If you made it to this part of the article then it’s safe to assume that we all understand that being cancelled does not equate to keeping our children alive, safe and secure. We have the awareness that it starts with courage, compassion and community and in having an open dialogue about some of the difficult issues, such as the ones I lay before you.
You have already demonstrated fearlessness and commitment to proactively aiding in your child’s development, and in the healing and celebrating of our world on many levels, so let’s dive deeper.
There are infinite discussions we will bring to the table on many important topics that we need be aware of and communicate openly and respectfully about.
Like most fathers, I live by the “To Each Their Own.” Principle. Yet it’s very difficult for many of us to ‘live and let live’ when our children seem to become the target of teachings that are out of alignment with our personal practices and beliefs.
For instance, I know men who love to hunt- they teach their sons to hunt. I also know fathers who would never see or take part in an animal harmed- they only eat plant-based foods. Also, there is a growing movement for more specifically defined genders and more rights for those genders.
So, who’s right? Obviously, each school of thought, each situation, each approach innately has merit.
My questions, uncertainties and hesitancies begin when the two sides begin to fight over that merit. It goes a step further in the wrong direction, when one side feels its argument should serve as grounds to punish, ruin or intentionally degrade the ‘opposition’.
Where is the line drawn between healthy discourse and full-on fascism (believe what I believe, or else) and how can we heal this harmfully polarizing division, closed-mindedness and shaming? It makes me question whether the things I’m teaching my son will be detrimental to him in the future… How will my personal guidance as his father effect and impact his career, love, and friendships?

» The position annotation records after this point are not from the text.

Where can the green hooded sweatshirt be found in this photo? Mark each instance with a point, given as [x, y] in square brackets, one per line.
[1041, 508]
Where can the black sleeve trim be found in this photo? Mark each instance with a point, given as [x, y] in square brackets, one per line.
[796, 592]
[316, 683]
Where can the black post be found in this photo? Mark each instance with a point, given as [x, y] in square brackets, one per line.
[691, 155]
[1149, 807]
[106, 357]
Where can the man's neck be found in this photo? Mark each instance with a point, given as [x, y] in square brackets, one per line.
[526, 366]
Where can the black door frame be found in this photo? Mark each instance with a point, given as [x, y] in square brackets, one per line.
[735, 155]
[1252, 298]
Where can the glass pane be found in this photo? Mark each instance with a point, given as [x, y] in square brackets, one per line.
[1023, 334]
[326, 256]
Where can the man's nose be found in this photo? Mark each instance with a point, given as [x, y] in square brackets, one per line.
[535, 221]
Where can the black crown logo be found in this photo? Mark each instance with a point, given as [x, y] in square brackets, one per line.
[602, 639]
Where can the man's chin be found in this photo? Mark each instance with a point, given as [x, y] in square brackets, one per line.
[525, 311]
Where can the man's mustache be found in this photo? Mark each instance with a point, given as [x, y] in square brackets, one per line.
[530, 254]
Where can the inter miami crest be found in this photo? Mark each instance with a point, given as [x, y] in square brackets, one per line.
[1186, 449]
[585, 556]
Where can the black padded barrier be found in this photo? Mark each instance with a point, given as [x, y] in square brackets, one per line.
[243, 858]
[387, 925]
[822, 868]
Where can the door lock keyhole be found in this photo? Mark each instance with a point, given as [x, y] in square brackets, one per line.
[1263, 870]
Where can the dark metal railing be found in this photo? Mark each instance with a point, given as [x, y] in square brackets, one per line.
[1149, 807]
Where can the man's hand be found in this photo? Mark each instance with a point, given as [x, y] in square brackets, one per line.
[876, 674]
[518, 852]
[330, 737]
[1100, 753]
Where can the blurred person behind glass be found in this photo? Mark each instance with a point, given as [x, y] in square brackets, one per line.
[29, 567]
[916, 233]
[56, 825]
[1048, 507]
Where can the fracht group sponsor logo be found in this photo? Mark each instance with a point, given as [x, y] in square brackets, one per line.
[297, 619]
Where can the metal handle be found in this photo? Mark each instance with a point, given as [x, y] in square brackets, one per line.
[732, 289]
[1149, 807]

I’d love for my son to be an all-American football star who knows the value of an honest day’s work. Yet, how in that scenario do I provide and instill a priority on his mental health? Where in that formula for cultivating a ‘man’s- man’ do I leave room for raising someone who can truly honor and articulate his feelings?
Again, very difficult.
As for my daughter, I know what goes on in a man’s mind. How do I prepare her for a world that will surely try to take advantage of her, without scaring her into a shell?
Her mother is an absolute titan of industry yet longs for the pure joy of being a full-time mother. So how do I explain to my daughter that while money is important, there is no greater joy than motherhood?
Perhaps try what has started to work for me:
Ask yourself what things are most difficult to speak about and take a moment to listen to and process what comes up for you.
Then begin with the words “well, I feel……”
Maybe these three words will help jumpstart your adventure into your own thoughts and feelings as well as into someone else’s mind and heart.
Remember to speak your highest truth kindly and be willing to listen to others compassionately.
Two ears one mouth.
So, in writing this article and in processing out loud, I feel I am one step further along the path than I was before writing it; I hope my words have also inspired you.
I leave you for now with this:
Fatherhood is a gift, a blessing and a responsibility. Start where you are and do what you can to listen, learn and lead along the way.
As I look back and begin to look forward with you, I hope that we can all find a healthy, happy and productive common ground and at the same time proudly bring to the table our differences that make us special and unique. I have high hopes and great confidence in us all that we can together solve the equation that facilitates our becoming the much sought after 1% better every day, as fathers, as men and as human beings.
By Paul Abner
Thank You for reading, and Happy Father’s Day!